Another Winner for David Baldacci, A Stunning Book5
I'd read a couple reviews that really slammed this book, so when a good friend got an advance copy and loaned it to me, I was almost afraid to read it. But, of course, I did. I mean we're talking about David Baldacci, after all, the man who has been responsible for several sleepless nights at my house. "Absolute Power," "The Winner," and the stunning, "Saving Faith," masterpieces all. Baldacci's books are about entertainment, and my Lord he entertains. He takes us out of our lives and plants us squarely with his characters. No longer are we office workers, nurses, truck drivers or librarians.

Still, after those horrid reviews, I was afraid, for I've never picked up a book by this man that I didn't thoroughly enjoy. There are so few writers out there that can quicken our hearts, it would be sad if we were to lose one. But after the first page, I knew those reviewers, those professional people that read books before they come out, were wrong.

Yes, some might say the premise is impossible, but it's not to those of us who are still wondering who killed JFK. And besides, isn't that what thrillers are supposed to be about, taking an impossible premise and making us believe in it and believe me, David Baldacci makes you believe in his plot and care for the people who walk through his pages.

I loved this book and I'm gonna read it again before I have to give it back. "Split Second" is a five star offering and if I could give it a sixth or even a tenth star, I would.

Those people in that professional reviewing organization that said this book's characters were flat are just plain full of hooey, and if I wasn't a lady, I'd tell you just what else they're full of. Yes, our heroes do a lot of wondering and figuring, but I was wondering and figuring right along with them. And maybe the book leans a tad bit more to the mystery genre than his other thrillers, but so what? The last thing a reader wants from an author are carbon copies of past successes.
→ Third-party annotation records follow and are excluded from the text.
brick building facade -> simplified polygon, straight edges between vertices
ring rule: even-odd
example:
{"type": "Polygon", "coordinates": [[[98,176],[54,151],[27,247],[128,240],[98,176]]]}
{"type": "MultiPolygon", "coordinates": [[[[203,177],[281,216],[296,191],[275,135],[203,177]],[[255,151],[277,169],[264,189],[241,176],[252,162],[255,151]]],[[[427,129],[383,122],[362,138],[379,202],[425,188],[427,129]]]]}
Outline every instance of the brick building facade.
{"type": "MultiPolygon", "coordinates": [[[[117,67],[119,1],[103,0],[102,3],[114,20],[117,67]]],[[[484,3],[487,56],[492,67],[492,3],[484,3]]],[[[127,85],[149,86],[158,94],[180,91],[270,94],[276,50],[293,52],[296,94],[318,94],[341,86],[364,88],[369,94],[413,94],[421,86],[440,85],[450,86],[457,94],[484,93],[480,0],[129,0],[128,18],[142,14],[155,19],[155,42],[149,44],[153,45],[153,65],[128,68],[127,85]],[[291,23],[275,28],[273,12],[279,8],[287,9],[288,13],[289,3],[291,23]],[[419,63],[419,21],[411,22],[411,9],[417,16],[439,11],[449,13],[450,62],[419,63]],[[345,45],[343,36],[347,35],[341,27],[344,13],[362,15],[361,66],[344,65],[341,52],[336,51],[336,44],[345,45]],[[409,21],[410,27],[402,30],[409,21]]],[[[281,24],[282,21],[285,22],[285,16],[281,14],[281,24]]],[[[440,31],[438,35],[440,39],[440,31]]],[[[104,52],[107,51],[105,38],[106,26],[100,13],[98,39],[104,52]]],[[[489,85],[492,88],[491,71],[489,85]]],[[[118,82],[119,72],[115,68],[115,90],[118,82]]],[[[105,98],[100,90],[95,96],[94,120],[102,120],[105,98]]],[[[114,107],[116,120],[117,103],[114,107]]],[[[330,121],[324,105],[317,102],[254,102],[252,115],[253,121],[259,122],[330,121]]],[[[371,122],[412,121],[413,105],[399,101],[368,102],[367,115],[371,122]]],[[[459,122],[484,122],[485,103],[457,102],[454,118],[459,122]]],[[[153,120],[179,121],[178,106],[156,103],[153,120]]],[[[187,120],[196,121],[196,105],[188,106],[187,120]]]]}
David Baldacci has giving us a fine body of work, but he certainly doesn't have to use any of it to prop up "Split Second." This book can stand by itself very well. It would have been every bit the success it's going to be, even if it would have been Mr. Baldacci's first novel. Clint still would have been in the movie.

However. there is that one nagging worry that still tingles at the back of my mind. We eventually find out who assassinated presidential candidate Clyde Ritter, but we are still left wondering who killed JFK. That, of course, is not Mr. Baldacci's fault, but wouldn't you like to know?

Again, this is most definitely a five star thriller-slash-mystery. I can't recommend it highly enough.

Review submitted by Captain Katie Osborne.

a good book, until...2
I'm a fan of Baldacci's books. This one is a real page turner and you spend a good moment, until you arrive after de 2/3 of the book. Then you realize something is wrong with the story, that is a bit artificial... This feeling is confirmed by one of the most ridiculous "end-revelation-solution" that I have read in my life. I told myself: "He's kidding"... But no, Baldacci is not kidding.

What an ending!2
Most of the reviews I've read here by other customers seem like they only read the first half of the book. I'm a big Baldacci fan, a big mystery/suspense fan and I really enjoyed the first half of this book...maybe even the first three quarters of it. But the ending and plot unveiling is just so ludicrous, so insipid and so filled with "who gives a damn" moments that this book went from a 5 to a 2 in about 20 pages. Very disappointing.